About Me

I'm 19 years old. I grew up in North Attleboro. I'm majoring in special ed. I love sports, reading, playing field hockey, chilling with my friends, and just being outside. Live life with a passion.

Wednesday, April 23, 2008

Oakes

Premise:
curriculum
tracking
strategies
grouping
skills
labeling

Oakes's Argument:

Oakes argues that teachers need to find a curriculum that will work for students of all different learning levels because tracking is doing a poor job in educating children.

Evidence:

"In fact, studies that control for instructional differences - providing identical curriculum and instruction to both tracked and mixed groups of students - typically find that high ability students do equally well in either setting. The fact that the students are tracked seems less important than that they have the other instructional advantages that seem to come along with classes that are highly able."

This shows that students of a higher level learn just as well in a mixed track group than if they were in all one level. It also proves to be a better learning environment for students of lower tracks also.

"...Students with high abilities or with handicaps had the effect of making students in the middle "unspecial" and guaranteeing that they were taught in "unspecial" ways."

Tracking is unhelpful because it teaches students that others are valued more and that they should be at a higher level.

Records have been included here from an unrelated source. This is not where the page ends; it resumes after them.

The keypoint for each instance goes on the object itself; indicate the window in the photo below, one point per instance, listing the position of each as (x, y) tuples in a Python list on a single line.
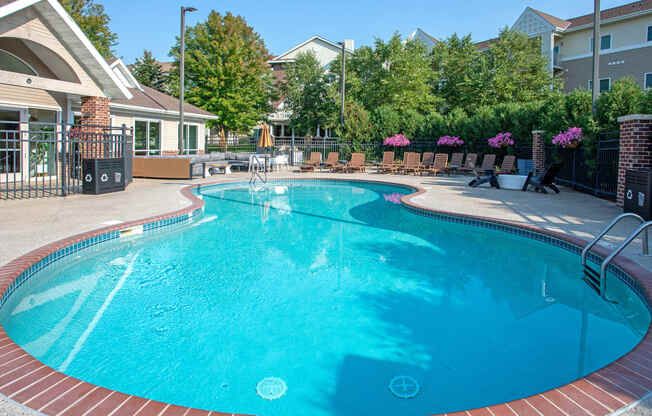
[(605, 84), (190, 133), (147, 137), (12, 63), (605, 43)]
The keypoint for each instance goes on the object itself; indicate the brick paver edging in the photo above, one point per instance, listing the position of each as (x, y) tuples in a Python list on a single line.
[(26, 380)]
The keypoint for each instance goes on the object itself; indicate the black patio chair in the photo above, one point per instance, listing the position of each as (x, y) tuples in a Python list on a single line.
[(542, 181)]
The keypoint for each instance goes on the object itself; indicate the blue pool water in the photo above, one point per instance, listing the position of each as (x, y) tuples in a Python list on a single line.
[(334, 288)]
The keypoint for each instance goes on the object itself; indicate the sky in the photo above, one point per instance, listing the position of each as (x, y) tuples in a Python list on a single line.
[(153, 24)]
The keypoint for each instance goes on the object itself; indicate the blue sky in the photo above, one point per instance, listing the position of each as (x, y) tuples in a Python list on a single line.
[(153, 24)]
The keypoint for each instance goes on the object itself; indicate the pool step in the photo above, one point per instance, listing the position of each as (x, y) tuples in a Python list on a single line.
[(592, 278)]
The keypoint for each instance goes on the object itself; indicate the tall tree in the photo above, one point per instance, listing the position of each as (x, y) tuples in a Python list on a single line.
[(396, 73), (226, 71), (307, 95), (148, 72), (94, 22)]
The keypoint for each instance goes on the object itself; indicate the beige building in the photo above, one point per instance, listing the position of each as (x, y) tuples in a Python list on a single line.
[(625, 44)]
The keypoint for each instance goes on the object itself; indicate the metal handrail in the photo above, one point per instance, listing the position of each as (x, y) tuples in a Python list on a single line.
[(255, 170), (603, 267), (608, 228)]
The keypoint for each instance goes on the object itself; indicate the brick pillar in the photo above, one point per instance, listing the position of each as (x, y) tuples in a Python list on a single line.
[(538, 152), (95, 111), (95, 116), (635, 148)]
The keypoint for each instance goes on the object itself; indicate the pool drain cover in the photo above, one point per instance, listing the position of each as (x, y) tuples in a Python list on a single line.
[(404, 387), (271, 388)]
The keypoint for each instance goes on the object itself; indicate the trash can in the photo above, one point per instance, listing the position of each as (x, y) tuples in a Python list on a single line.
[(102, 176), (638, 190)]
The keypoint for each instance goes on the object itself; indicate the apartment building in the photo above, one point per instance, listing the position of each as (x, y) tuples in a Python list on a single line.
[(625, 44)]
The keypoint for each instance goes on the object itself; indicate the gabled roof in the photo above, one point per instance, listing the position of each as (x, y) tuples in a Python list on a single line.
[(75, 41), (281, 57), (614, 12), (555, 21)]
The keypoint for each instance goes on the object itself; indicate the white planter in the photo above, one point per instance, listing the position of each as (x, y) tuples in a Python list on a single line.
[(514, 182)]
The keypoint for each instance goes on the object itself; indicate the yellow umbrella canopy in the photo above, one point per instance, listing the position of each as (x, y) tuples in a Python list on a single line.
[(265, 137)]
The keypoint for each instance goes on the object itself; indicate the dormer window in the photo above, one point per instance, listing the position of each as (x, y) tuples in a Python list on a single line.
[(605, 42), (12, 63)]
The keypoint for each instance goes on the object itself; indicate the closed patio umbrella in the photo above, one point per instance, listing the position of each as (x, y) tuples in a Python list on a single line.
[(265, 138)]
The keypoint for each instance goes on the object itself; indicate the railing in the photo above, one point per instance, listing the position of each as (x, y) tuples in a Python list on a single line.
[(46, 159)]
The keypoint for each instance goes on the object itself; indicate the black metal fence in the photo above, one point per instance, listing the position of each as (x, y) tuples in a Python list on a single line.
[(45, 159), (589, 168)]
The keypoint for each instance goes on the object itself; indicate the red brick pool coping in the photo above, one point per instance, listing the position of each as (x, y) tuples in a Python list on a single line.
[(27, 381)]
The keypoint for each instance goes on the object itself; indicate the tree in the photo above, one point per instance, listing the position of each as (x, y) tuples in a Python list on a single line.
[(307, 95), (518, 73), (148, 72), (94, 22), (226, 71)]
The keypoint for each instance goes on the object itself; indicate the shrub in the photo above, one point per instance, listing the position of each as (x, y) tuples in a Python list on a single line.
[(624, 98)]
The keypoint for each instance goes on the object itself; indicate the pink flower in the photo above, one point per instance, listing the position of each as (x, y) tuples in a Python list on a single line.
[(449, 141), (501, 140), (398, 140), (572, 135), (394, 198)]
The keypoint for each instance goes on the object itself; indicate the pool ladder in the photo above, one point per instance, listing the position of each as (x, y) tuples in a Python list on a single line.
[(256, 167), (597, 280)]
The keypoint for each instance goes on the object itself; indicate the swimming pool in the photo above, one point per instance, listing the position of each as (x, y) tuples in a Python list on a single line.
[(333, 288)]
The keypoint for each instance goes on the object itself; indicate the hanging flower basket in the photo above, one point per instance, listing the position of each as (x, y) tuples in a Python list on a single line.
[(501, 140), (570, 139), (450, 141)]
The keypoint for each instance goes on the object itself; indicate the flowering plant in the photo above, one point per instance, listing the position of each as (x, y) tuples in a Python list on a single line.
[(450, 141), (397, 140), (501, 140), (570, 138)]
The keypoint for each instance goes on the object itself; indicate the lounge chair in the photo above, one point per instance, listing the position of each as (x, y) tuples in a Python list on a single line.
[(313, 163), (456, 162), (356, 163), (332, 161), (412, 163), (388, 164), (508, 166), (542, 181), (469, 164), (486, 172), (439, 166)]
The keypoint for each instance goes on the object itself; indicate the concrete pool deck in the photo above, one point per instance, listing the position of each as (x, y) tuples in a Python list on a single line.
[(30, 224)]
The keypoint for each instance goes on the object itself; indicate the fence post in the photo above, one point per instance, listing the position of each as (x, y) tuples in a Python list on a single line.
[(292, 148), (538, 152)]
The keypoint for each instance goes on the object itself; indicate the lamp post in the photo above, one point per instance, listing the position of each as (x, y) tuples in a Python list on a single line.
[(182, 56), (342, 80)]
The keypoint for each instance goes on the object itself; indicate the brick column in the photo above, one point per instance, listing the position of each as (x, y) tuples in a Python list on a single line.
[(538, 152), (95, 116), (635, 148)]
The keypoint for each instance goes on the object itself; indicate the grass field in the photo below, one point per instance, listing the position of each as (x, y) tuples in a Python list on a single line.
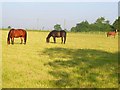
[(87, 60)]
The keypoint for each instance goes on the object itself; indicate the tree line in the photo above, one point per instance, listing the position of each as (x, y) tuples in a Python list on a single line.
[(99, 25)]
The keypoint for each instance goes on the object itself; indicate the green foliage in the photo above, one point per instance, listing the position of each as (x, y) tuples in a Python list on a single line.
[(57, 27), (100, 25), (9, 27)]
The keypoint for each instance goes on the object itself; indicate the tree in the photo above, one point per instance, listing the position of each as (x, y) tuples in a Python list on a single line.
[(100, 25), (9, 27), (116, 23), (57, 27)]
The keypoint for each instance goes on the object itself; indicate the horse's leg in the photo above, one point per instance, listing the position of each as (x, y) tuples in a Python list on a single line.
[(54, 39), (21, 40), (62, 39)]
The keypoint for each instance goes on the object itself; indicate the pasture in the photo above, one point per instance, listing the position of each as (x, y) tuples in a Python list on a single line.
[(87, 60)]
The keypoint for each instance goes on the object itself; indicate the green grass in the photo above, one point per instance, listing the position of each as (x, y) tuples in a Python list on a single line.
[(86, 61)]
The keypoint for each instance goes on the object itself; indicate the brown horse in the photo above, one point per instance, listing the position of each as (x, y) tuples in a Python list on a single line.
[(112, 33), (56, 34), (16, 33)]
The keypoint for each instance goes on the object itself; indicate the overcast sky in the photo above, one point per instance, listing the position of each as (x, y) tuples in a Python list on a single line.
[(44, 15)]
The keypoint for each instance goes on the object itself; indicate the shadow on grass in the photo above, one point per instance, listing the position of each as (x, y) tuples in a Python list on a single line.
[(82, 68)]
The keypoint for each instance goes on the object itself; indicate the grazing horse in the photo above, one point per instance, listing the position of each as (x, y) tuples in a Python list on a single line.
[(16, 33), (112, 33), (56, 34)]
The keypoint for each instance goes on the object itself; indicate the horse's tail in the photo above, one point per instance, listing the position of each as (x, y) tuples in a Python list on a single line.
[(8, 38), (25, 39)]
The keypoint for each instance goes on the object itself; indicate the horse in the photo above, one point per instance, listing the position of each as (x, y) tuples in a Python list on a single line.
[(16, 33), (56, 34), (112, 33)]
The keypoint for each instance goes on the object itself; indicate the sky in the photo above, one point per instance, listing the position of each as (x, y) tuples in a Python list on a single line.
[(44, 15)]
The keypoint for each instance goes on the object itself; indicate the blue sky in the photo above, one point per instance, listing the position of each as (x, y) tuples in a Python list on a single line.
[(39, 15)]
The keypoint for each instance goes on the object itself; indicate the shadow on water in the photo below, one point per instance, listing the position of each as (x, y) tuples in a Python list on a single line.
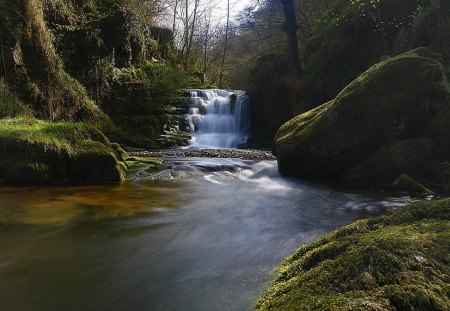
[(205, 235)]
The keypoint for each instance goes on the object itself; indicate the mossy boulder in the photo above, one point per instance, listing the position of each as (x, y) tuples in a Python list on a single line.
[(399, 261), (390, 120), (36, 152)]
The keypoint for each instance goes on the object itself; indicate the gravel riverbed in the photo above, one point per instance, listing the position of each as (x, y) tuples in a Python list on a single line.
[(243, 154)]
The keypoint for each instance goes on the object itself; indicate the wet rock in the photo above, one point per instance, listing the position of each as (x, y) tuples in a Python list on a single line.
[(389, 121)]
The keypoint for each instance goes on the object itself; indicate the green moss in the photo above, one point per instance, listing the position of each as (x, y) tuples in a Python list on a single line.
[(398, 261), (380, 126), (407, 183), (34, 151)]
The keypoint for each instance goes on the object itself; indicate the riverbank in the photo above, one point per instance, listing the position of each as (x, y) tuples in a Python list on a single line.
[(242, 154), (397, 261)]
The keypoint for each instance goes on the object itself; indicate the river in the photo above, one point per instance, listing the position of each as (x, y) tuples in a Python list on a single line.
[(205, 235)]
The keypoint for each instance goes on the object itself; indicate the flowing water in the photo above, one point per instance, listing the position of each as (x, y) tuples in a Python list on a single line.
[(205, 235), (219, 118)]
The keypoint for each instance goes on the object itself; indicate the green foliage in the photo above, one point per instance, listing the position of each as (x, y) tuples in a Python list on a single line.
[(10, 104), (399, 110), (36, 152), (399, 261)]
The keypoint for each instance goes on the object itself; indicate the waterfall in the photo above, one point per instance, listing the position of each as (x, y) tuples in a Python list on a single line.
[(219, 118)]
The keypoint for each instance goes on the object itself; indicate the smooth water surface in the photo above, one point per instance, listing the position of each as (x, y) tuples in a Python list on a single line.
[(217, 120), (204, 236)]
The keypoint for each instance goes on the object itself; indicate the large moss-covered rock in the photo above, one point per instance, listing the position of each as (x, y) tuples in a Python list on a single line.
[(390, 120), (36, 152), (395, 262)]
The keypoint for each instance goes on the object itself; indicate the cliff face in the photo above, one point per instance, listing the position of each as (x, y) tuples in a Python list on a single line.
[(33, 69)]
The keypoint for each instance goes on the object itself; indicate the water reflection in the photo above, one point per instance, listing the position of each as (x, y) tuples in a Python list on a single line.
[(204, 235)]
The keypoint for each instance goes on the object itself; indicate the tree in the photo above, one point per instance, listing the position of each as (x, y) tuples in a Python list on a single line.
[(292, 40), (225, 44)]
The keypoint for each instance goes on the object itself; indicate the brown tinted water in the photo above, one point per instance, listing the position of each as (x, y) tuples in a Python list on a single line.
[(204, 236)]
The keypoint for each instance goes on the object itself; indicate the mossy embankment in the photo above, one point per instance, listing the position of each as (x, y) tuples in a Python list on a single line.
[(398, 261), (72, 71), (390, 122), (37, 152)]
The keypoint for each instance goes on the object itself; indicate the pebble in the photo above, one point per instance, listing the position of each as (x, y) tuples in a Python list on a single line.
[(242, 154)]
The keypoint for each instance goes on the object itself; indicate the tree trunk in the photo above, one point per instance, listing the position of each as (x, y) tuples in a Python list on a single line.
[(291, 32), (226, 45)]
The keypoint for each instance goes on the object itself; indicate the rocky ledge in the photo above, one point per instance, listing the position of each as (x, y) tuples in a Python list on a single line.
[(243, 154)]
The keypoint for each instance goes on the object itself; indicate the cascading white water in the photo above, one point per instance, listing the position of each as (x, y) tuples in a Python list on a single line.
[(219, 118)]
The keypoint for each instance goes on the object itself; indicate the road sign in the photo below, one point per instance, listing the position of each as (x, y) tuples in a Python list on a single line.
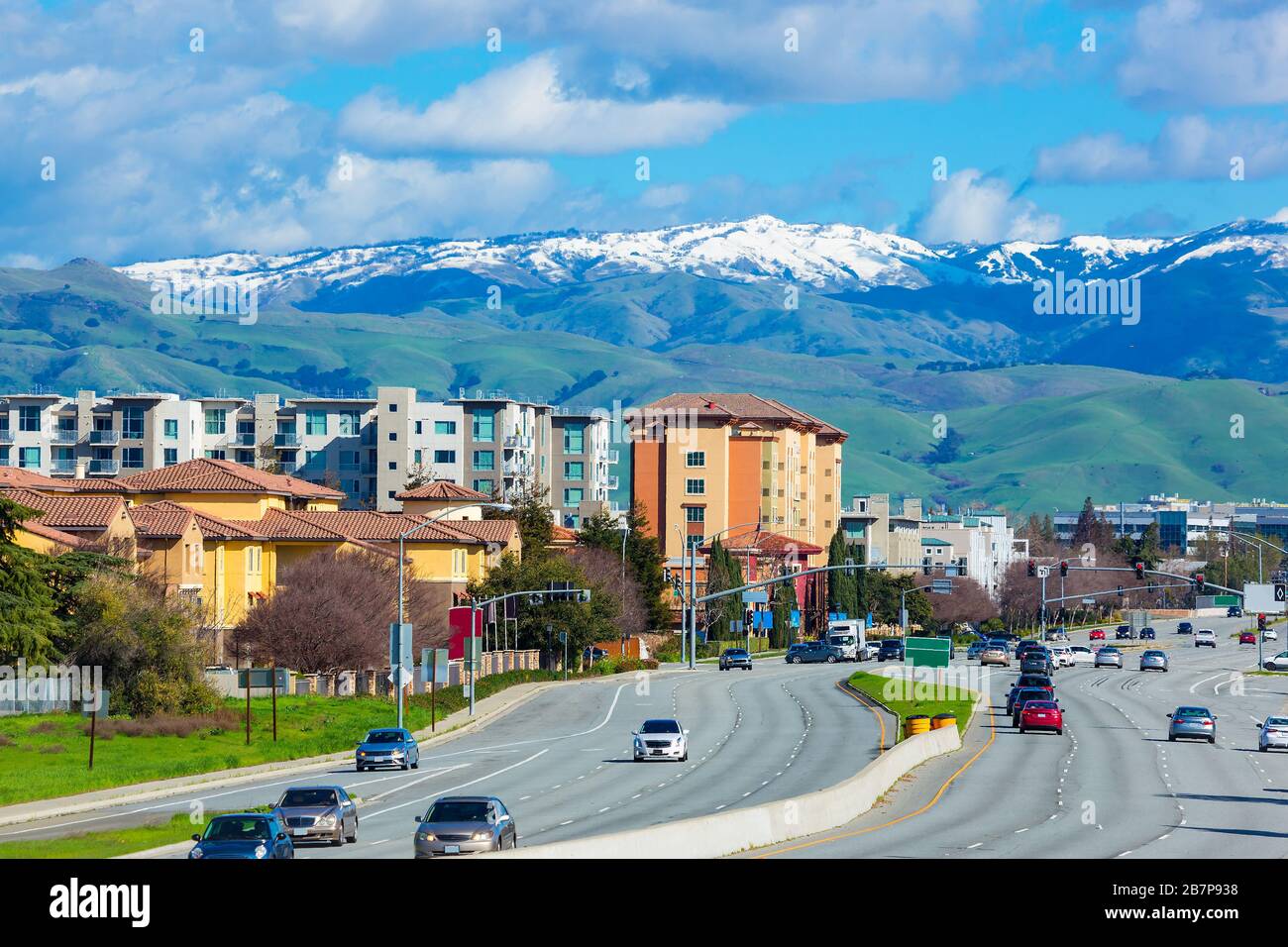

They are treated differently.

Comments:

Tracking can be erased from schools entirely if the school system put in the effort to create a curriculum that would be conducive to everyone. Until this happens though we are stuck with a tracking system that leaves students feeling left out and unimportant. It is hindering their learning, instead of learning from each other by being mixed, they only have others to work off of that are in the same track that they are in. Tracking needs to be stopped starting from a young age.